Smoking costs Belgium 11 billion euros annually and leads to 15,000 deaths, according to Lardon. Earlier research by Sciensano, Belgium's national public health institute, spoke of 9,000 deaths, or around one death per hour, every year. But Lardon says that number is too limited.
"Sometimes there are diseases that you cannot attribute with 100 per cent certainty to smoking, although the probability is very high," he said. "I started looking at the figures across the Benelux and ended up with two deaths per hour."
Lifetime ban
Lardon therefore calls for a lifetime ban on smoking for everyone born after 1 January 2009. "The British want that and I would introduce such a measure in Belgium too," he says. He believes this is the only way to ban smoking completely in the long term. "Today, the smoking ban among under-18s is not enforced in practice."

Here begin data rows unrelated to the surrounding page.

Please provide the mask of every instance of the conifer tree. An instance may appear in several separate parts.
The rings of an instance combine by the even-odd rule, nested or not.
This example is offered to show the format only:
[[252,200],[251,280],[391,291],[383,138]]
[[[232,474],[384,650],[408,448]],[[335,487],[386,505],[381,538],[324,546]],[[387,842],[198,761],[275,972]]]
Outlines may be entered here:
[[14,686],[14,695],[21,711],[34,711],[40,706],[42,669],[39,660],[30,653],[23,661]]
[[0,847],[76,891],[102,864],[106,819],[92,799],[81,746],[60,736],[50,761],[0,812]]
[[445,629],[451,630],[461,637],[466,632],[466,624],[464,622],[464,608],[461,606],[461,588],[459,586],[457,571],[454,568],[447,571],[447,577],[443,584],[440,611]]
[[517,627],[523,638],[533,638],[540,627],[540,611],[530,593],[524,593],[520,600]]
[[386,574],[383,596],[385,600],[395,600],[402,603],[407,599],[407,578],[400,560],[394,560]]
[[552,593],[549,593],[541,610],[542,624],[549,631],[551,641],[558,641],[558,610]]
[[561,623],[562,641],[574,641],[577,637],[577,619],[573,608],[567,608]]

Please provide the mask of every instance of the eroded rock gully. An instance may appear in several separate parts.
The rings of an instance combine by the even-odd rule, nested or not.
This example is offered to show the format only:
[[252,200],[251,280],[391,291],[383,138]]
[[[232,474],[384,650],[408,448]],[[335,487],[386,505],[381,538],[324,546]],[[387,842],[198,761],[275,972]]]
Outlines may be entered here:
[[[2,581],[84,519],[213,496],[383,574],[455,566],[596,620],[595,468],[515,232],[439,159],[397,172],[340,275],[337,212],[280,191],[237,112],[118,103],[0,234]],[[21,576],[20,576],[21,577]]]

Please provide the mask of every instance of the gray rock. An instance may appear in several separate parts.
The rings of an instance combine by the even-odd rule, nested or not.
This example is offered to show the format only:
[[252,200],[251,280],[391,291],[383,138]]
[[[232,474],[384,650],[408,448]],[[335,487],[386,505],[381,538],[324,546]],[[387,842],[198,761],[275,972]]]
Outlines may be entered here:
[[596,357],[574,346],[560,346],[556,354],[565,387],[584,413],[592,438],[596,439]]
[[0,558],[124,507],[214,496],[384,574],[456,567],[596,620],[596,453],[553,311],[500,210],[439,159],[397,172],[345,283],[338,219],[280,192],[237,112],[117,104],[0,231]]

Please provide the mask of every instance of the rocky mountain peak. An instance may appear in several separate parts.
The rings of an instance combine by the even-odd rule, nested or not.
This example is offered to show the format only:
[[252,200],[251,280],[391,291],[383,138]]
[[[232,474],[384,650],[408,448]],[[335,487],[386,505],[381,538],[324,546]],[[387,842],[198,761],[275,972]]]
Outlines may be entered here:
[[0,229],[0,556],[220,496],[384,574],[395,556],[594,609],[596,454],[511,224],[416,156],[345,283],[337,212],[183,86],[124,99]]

Lardon further notes that young people under 16 are increasingly vaping. "Every day, 50 children start smoking in Belgium, electronically or otherwise. Vaping is a stepping stone to tobacco smoking," he says. "My message is therefore harsh: we are not doing the right thing. We see the consequences of all cancer diagnoses every day."
In his book, called Two Dead Every Hour, Lardon explains what smoking and vaping does to the body, why nicotine is so addictive and how best to quit. All proceeds go to cancer research.